Analysis of tax impact
Excise tax on a competitive market:
- Shifts the supply curve upward by the amount of the tax
- Price to consumers rises (but by less than the tax)
- Price to producers falls
- Quantity decreases
- Burden is distributed according to elasticity
Deadweight loss: - Some transactions do not occur
- Loss of welfare—a triangle between the curves
Analysis of subsidies
Subsidy to producers:
- Shifts supply downward
- Price falls, quantity increases
- Benefits are distributed according to elasticity
Subsidy costs: - Budgetary expenditure
- Deadweight loss from overproduction
- Resource distortion
International trade
Opening to trade:
- World price lower than domestic → imports
- Consumers benefit (lower prices)
- Producers lose (competition)
- Net gain for the country
Tariffs: - Raise domestic price
- Protect domestic producers
- Harm consumers
- Create deadweight loss
Labor market
Minimum wage in a competitive market:
- If above equilibrium—surplus of labor (unemployment)
- Employers hire less
- Workers are willing to work more
- Gap = unemployment
Reality is more complex: - Labor markets are not always competitive
- With monopsony, minimum wage may increase employment
Agricultural policy
Price support:
- Government sets minimum price
- Buys surplus
- Costs to the budget
- Overproduction
Production quotas: - Limit supply
- Support price
- Create rent for quota holders
Environmental regulation
Pigouvian tax (pollution tax):
- Internalizes externality
- Increases costs for polluting production
- Reduces pollution to efficient level
Cap-and-trade: - Limits total emissions
- Tradable permits
- Market price of permit = marginal cost of reduction
For the investor: when is the model applicable?
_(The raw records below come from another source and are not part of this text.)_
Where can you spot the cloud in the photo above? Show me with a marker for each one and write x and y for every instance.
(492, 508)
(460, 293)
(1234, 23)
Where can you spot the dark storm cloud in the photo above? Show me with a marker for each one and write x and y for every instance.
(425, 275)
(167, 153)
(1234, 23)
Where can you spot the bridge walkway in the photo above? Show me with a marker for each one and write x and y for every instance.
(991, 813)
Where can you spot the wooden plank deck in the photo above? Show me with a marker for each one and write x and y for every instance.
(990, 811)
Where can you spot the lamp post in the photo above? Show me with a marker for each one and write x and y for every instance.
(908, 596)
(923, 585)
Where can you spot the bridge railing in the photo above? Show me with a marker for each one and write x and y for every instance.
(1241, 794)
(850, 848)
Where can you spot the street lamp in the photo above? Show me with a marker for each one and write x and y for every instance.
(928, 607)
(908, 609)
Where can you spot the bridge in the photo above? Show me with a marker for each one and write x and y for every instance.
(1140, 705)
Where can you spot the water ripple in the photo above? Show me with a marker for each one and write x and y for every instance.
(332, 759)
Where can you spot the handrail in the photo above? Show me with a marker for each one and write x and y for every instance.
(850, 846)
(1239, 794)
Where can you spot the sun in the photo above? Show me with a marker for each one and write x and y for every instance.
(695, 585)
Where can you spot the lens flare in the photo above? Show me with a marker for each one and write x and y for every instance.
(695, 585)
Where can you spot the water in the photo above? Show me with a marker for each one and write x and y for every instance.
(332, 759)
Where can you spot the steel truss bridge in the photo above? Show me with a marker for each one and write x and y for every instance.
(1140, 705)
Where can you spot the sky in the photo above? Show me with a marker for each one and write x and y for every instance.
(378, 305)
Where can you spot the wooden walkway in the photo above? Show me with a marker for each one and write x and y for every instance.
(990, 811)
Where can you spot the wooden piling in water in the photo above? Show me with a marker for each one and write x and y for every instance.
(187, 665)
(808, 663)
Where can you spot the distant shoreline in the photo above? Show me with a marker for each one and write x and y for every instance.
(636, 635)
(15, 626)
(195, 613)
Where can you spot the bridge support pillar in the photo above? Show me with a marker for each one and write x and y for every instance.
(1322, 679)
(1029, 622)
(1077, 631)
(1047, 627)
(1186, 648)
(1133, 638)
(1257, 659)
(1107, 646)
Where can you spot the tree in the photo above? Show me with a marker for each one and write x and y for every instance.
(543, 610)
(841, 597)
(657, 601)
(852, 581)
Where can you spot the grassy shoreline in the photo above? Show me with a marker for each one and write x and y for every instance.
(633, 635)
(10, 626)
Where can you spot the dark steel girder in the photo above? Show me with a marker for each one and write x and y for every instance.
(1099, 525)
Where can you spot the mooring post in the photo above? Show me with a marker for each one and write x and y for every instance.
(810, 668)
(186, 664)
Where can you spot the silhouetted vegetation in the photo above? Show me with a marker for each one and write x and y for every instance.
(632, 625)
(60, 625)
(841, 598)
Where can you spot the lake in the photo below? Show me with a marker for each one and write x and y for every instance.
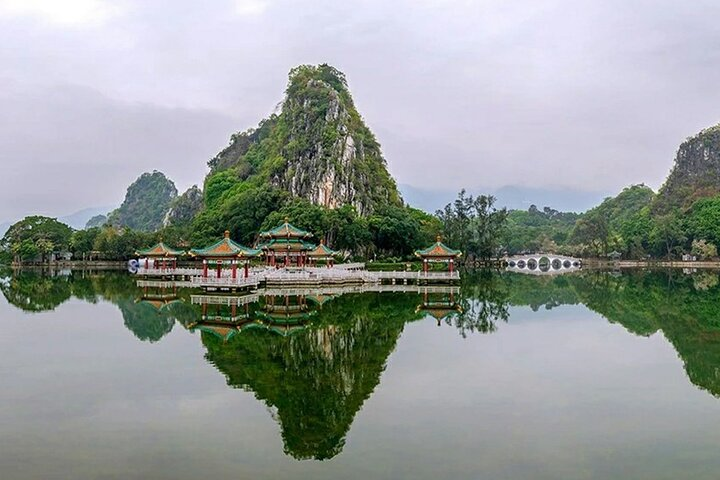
(594, 375)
Markets close to perfect competition:
- Commodities (oil, metals, grain)
- Standardized products
- Low entry barriers
- Many participants
Implications for investments: - Low-cost producer = competitive advantage
- Limited pricing power
- Profit depends on costs and cycle
- Consolidation can create value
When the model does NOT apply:
- Differentiated products (brands)
- High entry barriers
- Few large players
- Network effects
Understanding when a market is competitive and when it is not is key to proper analysis and valuation.